Course Catalog

Fundamental Skills of Culinary Arts - FSO1 Technical Certificate of Credit


Campus Locations: High School

The Fundamental Skills of Culinary Arts technical certificate of credit provides students the basic skills needed to obtain entry level positions in the culinary arts field. Topics included in this programs include introduction to the culinary arts profession, understanding of menus, recipe production, a basic understanding of food nutrition and food science, fundamental knowledge of food and kitchen safety, the tools and ingredients used in the professional kitchen, equipment operation.

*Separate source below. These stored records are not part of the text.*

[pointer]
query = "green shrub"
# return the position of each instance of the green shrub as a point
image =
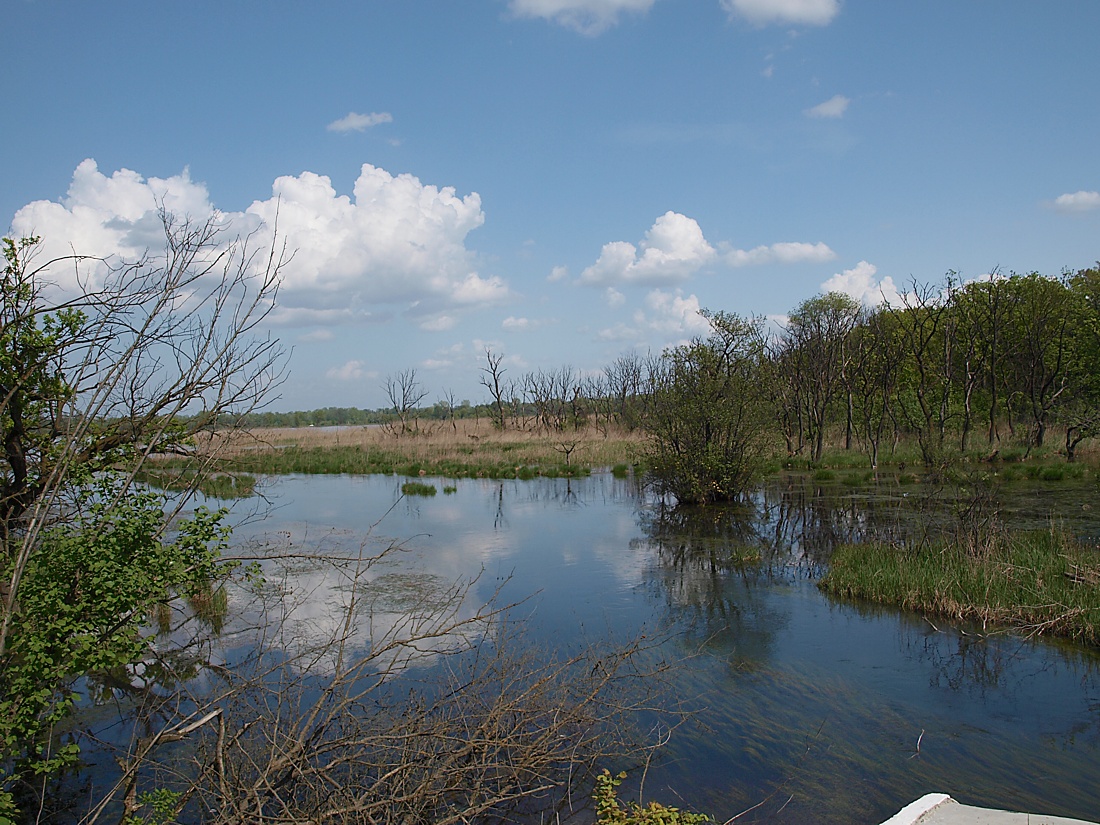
(609, 811)
(416, 488)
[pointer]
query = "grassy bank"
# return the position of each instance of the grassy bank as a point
(468, 450)
(1040, 582)
(475, 449)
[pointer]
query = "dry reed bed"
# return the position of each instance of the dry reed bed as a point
(442, 448)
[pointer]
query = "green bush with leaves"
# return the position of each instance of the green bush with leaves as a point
(131, 361)
(609, 811)
(85, 603)
(707, 417)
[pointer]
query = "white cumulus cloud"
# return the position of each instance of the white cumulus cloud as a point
(395, 241)
(356, 122)
(586, 17)
(1078, 201)
(784, 12)
(862, 285)
(779, 253)
(349, 371)
(833, 108)
(672, 250)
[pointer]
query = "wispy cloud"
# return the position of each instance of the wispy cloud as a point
(783, 12)
(586, 17)
(862, 285)
(779, 253)
(835, 107)
(356, 122)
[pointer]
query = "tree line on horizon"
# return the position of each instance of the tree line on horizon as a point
(955, 366)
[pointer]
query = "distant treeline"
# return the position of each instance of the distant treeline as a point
(952, 366)
(354, 416)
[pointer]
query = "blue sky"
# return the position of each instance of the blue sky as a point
(561, 180)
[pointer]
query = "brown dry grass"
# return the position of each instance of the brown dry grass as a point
(436, 443)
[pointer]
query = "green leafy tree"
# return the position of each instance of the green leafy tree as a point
(707, 418)
(146, 359)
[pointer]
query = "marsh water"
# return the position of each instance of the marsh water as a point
(804, 708)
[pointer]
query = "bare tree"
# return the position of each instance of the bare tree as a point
(492, 378)
(143, 359)
(405, 394)
(428, 714)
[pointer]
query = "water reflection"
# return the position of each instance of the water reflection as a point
(807, 707)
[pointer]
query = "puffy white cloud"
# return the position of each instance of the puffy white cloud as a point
(396, 241)
(523, 325)
(350, 371)
(440, 322)
(1078, 201)
(674, 315)
(356, 122)
(107, 217)
(860, 283)
(834, 108)
(778, 253)
(586, 17)
(673, 250)
(800, 12)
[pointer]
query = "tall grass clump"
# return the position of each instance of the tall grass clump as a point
(1038, 582)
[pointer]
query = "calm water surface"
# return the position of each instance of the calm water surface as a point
(806, 710)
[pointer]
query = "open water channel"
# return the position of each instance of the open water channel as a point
(805, 708)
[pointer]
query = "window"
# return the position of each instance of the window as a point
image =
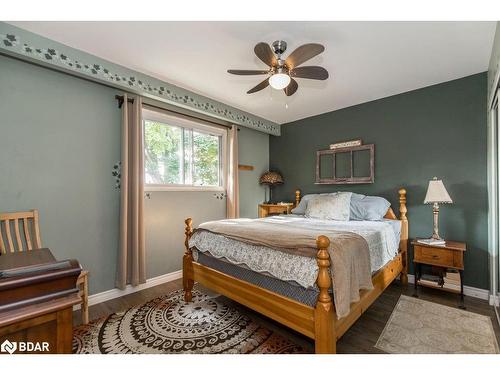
(182, 154)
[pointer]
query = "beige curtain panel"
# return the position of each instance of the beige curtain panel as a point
(233, 187)
(131, 267)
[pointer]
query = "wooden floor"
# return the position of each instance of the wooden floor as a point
(360, 338)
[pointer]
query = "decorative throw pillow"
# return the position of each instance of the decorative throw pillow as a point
(330, 207)
(368, 208)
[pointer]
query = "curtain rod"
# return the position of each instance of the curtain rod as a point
(120, 99)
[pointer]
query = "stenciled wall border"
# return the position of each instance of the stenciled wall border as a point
(37, 49)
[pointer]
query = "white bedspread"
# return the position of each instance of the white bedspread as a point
(382, 238)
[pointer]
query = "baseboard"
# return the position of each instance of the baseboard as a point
(468, 291)
(154, 281)
(115, 293)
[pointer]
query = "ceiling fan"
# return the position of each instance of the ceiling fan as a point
(281, 73)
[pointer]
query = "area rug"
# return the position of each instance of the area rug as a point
(169, 325)
(418, 326)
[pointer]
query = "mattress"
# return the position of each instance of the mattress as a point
(292, 290)
(382, 238)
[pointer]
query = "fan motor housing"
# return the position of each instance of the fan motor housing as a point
(279, 47)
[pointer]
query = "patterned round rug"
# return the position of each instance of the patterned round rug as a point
(169, 325)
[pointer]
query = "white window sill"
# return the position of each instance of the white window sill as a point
(184, 188)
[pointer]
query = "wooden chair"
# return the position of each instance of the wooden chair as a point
(19, 231)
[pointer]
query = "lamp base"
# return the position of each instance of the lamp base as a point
(436, 237)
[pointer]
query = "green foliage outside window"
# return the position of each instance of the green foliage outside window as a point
(169, 148)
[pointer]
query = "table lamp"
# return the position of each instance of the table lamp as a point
(271, 179)
(436, 193)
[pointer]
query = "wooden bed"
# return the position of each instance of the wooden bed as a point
(320, 322)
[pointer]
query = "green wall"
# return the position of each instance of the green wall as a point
(59, 139)
(435, 131)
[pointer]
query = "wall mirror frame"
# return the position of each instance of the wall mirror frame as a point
(330, 159)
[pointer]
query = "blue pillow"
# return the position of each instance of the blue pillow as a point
(301, 208)
(368, 207)
(362, 207)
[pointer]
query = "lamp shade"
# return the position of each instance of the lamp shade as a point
(271, 178)
(436, 192)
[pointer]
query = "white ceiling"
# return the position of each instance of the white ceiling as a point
(366, 60)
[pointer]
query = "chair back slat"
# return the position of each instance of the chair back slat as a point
(36, 229)
(27, 234)
(9, 236)
(10, 231)
(19, 244)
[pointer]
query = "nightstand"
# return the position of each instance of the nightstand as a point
(266, 209)
(449, 256)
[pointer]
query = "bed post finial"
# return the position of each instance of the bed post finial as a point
(297, 197)
(402, 204)
(325, 337)
(403, 243)
(187, 262)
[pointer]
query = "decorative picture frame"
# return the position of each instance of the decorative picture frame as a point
(351, 178)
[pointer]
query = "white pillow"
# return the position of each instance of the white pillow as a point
(330, 207)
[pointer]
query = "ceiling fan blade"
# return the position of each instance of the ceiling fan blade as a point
(302, 54)
(310, 72)
(259, 87)
(291, 88)
(265, 54)
(241, 72)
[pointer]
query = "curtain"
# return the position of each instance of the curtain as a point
(233, 195)
(131, 267)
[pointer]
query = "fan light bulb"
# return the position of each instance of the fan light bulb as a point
(279, 81)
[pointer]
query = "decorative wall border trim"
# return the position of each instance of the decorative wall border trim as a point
(46, 52)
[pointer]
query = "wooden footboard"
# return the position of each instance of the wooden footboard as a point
(319, 323)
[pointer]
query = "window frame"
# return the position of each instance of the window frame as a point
(191, 124)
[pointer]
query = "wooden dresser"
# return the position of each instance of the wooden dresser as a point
(37, 294)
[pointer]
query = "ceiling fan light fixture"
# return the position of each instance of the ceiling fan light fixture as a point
(279, 81)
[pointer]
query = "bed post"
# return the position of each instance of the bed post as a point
(187, 263)
(324, 326)
(297, 197)
(403, 243)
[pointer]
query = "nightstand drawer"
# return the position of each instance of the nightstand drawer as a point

Meat, poultry, fish, shellfish, fruit, vegetables, dairy, eggs and dry good identification. Production of stocks, sauces, soups. Fabrication of meat, poultry, fish and shellfish. Techniques on grilling, broiling, roasting, sauteing, pan frying, deep frying, steaming, braising and stewing. Various cooking methods for vegetables, potatoes, grains, beans, and pasta. Execution of various breakfast techniques and cooking with the following ingredients: styles of eggs, pancakes, waffles, grits, toast, breakfast meats. Demonstrate knowledge of salads, salad dressings, sandwiches, appetizers and cold foods. Students will learn baking fundamentals including breads, pastries, fillings and dessert sauces.

Requirements:

  • Submit a completed application and application fee
  • Be at least 16 years of age
  • Submit official high school transcript or High School Equivalency transcript or college transcripts showing successful completion of 60+ semester credits or 72+ quarter credits
  • Submit official college transcripts, if applicable
  • Present acceptable ACCUPLACER, ACT, ASSET, COMPASS, PSAT, or SAT scores or GED score of 145 or higher or have one of the following: an associate degree or higher or have a HOPE GPA of 2.6 after the completion of 10th grade. Documentation on a college transcript of successful completion of appropriate courses from a regionally accredited college or university may be accepted in lieu of test scores.
Curriculum Outline (16 hours)
Occupational Courses 16
CUUL 1001

Weekly Contact Hours: Lecture - 2 Lab 2 - 4 Lab 3 - 0 Pre-requisite(s): None Co-requisite(s): None Introduction to Culinary Arts is a course designed to introduce students to fundamental food preparation terms, concepts, and methods in Culinary Arts where laboratory practice will parallel class work. Fundamental techniques, skills, and terminology are covered and mastered with an emphasis on basic kitchen and dining room safety, sanitation, equipment maintenance and operation procedures.

4
CUUL 1002

Weekly Contact Hours: Lecture - 2 Lab 2 - 4 Lab 3 - 0 Pre-requisite(s): None Co-requisite(s): None Fundamental Skills of Culinary Arts I is designed to create a complete foundation and understanding of Culinary Arts leading to postsecondary education or a foodservice career. Building from techniques and skills learned in Foundation of Culinary Arts, this fundamentals course begins to involve in-depth knowledge and hands on skill mastery of Culinary Arts.

4
CUUL 1003

Weekly Contact Hours: Lecture - 2 Lab 2 - 4 Lab 3 - 0 Pre-requisite(s): None Co-requisite(s): None Fundamental Skills of Culinary Arts II is designed to create a complete foundation and understanding of Culinary Arts and how it relates to baking principles, nutrition, and applies the concepts to a restaurant setting. Building from techniques and skills learned in Foundation of Culinary Arts I, this fundamentals course begins to involve in-depth knowledge and hands on skill mastery of Culinary Arts.

4
CUUL 1004

Weekly Contact Hours: Lecture - 2 Lab 2 - 4 Lab 3 - 0 Pre-requisite(s): None Co-requisite(s): None Fundamental Skills of Culinary Arts III is an advanced and rigorous in-depth course designed for the student who wishes to continue their education at the post-secondary level or enter the foodservice industry as a proficient and well-rounded individual. Strong importance is given to refining hands on production of the classic fundamentals in the commercial kitchen.